Multi-Window Burn-Rate Alerts: A Deep Dive

Multi-window burn-rate is the modern SLO alert. Mastering the math takes one afternoon and pays back forever.

The single-window failure

Single-window burn-rate alerts fire on any short blip. The math conflates "1 minute of badness" with "real budget consumption"; the result is flapping pages and on-call attrition.

One window, one bad minute. A traffic spike or a stale cache eviction trips the alert; on-call responds; nothing is wrong.
Threshold sensitivity. Lower the threshold and you miss real burns; raise it and the budget is gone before you alert.
The flapping cost. Each false page costs trust; engineers stop responding promptly; real incidents get missed.
The fix. Multi-window: require both a long and a short window to cross threshold; eliminates blips, preserves urgency.

Multi-window confirmation

The multi-window pattern uses two confirmation windows of different lengths. Both must agree before the alert fires; this is the structural fix to the single-window problem.

Long window. Confirms "real, sustained budget burn"; e.g. 1h or 6h depending on the burn-rate threshold.
Short window. Confirms "happening right now, not historical"; e.g. 5m or 30m; prevents stale alerts.
Both must agree. Either alone could be transient or stale; the AND gate is the noise filter.
The result. Pages fire only when budget is genuinely burning fast and the burn is current; on-call trust is preserved.

Threshold + window-pair math

The burn-rate threshold and window pair determine how aggressive the alert is. The SRE workbook canonical pairs are 14.4/1h and 6/6h; the math behind them is worth understanding.

14.4 burn rate over 1h. Consumes 2% of a monthly budget; alert quickly enough to act before budget exhausts.
6 burn rate over 6h. Consumes 5% of a monthly budget; the slower-burn signal that catches gradual degradation.
Why these thresholds. Match SLO review cadence; an alert at these rates leaves time to investigate and remediate.
The pair, not the threshold. Each pair has a long and short window; both must trip; this is the multi-window contract.

PromQL rule template

The Prometheus rule template ships in roughly 12 lines per SLO. Each SLO needs its own pair; do not generalise the rule globally because thresholds depend on the SLO target.

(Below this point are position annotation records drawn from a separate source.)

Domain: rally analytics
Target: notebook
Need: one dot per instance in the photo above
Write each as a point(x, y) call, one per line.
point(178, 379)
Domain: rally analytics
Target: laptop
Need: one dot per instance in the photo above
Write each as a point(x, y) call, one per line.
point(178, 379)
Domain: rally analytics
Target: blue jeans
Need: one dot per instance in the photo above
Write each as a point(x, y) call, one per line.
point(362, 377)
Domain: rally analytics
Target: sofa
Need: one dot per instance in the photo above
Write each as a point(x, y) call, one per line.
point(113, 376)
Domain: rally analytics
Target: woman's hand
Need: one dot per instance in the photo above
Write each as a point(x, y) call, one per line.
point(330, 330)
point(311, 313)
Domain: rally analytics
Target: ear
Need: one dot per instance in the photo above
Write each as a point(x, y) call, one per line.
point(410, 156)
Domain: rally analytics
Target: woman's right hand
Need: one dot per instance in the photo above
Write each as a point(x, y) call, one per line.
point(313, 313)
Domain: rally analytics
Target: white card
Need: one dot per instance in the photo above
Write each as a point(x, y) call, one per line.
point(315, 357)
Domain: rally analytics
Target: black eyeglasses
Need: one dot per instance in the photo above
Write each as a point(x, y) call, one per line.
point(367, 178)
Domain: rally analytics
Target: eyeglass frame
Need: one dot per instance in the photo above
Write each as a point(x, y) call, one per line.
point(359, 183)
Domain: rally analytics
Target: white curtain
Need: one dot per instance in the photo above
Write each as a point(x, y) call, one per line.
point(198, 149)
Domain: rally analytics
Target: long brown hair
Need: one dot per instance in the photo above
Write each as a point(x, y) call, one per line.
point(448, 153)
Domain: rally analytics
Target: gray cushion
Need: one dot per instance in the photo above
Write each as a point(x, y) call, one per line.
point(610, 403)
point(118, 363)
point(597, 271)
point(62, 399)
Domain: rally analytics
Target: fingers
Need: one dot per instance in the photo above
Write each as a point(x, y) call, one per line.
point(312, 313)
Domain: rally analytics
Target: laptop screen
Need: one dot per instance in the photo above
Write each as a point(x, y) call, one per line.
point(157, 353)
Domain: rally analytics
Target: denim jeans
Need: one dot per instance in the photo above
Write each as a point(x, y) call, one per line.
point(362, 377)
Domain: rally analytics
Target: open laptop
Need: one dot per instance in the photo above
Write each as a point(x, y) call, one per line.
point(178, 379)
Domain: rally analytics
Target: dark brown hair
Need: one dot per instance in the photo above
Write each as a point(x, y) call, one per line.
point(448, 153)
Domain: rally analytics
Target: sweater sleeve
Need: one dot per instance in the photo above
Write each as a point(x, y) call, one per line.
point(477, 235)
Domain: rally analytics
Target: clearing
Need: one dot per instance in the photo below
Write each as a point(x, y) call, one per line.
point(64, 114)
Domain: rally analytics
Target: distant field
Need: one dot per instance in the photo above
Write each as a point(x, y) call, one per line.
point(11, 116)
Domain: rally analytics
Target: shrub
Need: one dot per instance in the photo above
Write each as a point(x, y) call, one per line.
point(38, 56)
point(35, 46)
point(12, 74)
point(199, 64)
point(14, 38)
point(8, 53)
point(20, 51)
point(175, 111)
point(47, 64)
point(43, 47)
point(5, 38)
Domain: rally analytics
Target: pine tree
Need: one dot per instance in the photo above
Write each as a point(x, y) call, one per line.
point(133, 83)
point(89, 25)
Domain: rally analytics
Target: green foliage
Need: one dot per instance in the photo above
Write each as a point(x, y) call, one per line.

Recording rules first. Pre-compute error rate over each window; cheap to query repeatedly; the alert evaluates fast.
Alert expression. The AND of two conditions: long-window burn rate above threshold AND short-window burn rate above threshold.
Per-SLO instantiation. Threshold depends on SLO target (99.9% vs 99.95%); copy the template, swap the target.
Test before shipping. Replay historical data; verify the rule fires when expected and stays silent when not.

Antipatterns

Single-window forever. Flapping alerts.
Burn rate without an SLO. The math has no anchor.
One pair for all SLOs. Precision lost.

What to do this week

Three moves. (1) Apply the pattern to your most-impactful service. (2) Measure adherence for 30 days. (3) Rewrite the policy or the SLO if the gap is durable.